Sous nos climats tempérés, une construction bioclimatique conçue de manière optimale d’un point de vue thermique ne nécessite pas ou très peu de systèmes de chauffage ni de système de climatisation, pour maintenir une température intérieure comprise entre 20 °C en hiver et 25°C en été, de jour comme de nuit.

Conserver la chaleur/la fraîcheur

En hiver, une fois captée et transformée, l’énergie solaire doit être conservée à l’intérieur de la construction afin de pouvoir être valorisée au moment opportun. En été, c’est la fraîcheur nocturne (facilement captée par une bonne ventilation) qui doit être stockée durablement afin de limiter les surchauffes durant le jour. La méthode la plus simple consiste à stocker cette énergie dans les matériaux lourds de la construction, sous réserve qu’ils soient accessibles et donc qu’ils ne soient pas recouverts d’un isolant thermique, d’où l’importance de l’isolation par l’extérieur, ou éventuellement de l’isolation répartie.

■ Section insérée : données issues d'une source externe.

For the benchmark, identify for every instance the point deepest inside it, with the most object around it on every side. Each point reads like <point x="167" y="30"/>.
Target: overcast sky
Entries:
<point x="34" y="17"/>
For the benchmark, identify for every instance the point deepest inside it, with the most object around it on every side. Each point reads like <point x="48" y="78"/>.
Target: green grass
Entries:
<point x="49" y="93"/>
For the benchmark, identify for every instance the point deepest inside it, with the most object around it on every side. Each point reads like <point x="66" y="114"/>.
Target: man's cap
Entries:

Le stockage de l’énergie dans les matériaux et le délai de restitution fait appel à leur chaleur massique, à leur volume global, mais aussi à d’autres caractéristiques physiques permettant de déterminer leurs performances énergétiques. Certaines techniques permettent de valoriser de façon dynamique le délai de restitution.

Valoriser l’environnement

L’environnement ainsi que la végétation plantée autour de la construction ont aussi un rôle de protection à jouer : comme brise-vent, on optera pour des résineux au nord et des feuillus au sud; ces derniers protègent du rayonnement solaire en été, mais laissent passer la lumière en hiver. Un point d’eau situé devant le bâtiment, au sud, apportera également un rafraîchissement d’un ou deux degrés en période estivale.

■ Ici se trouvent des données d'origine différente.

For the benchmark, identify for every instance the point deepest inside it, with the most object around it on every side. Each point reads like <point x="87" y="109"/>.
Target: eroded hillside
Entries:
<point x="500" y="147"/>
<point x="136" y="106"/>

Afin de stocker l’énergie, que ce soit sous forme de chaleur en hiver ou de fraîcheur en été, le bioclimatisme fait appel aux caractéristiques physiques des matériaux. Ces caractéristiques déterminent la vitesse et l’intensité auxquelles l’énergie va être stockée, la quantité totale d’énergie pouvant être stockée, le délai s’écoulant entre le stockage et la restitution, et la vitesse et l’intensité auxquelles cette énergie pourra être restituée. Des techniques particulières permettent de modifier la dynamique des matériaux, en fonction des effets recherchés.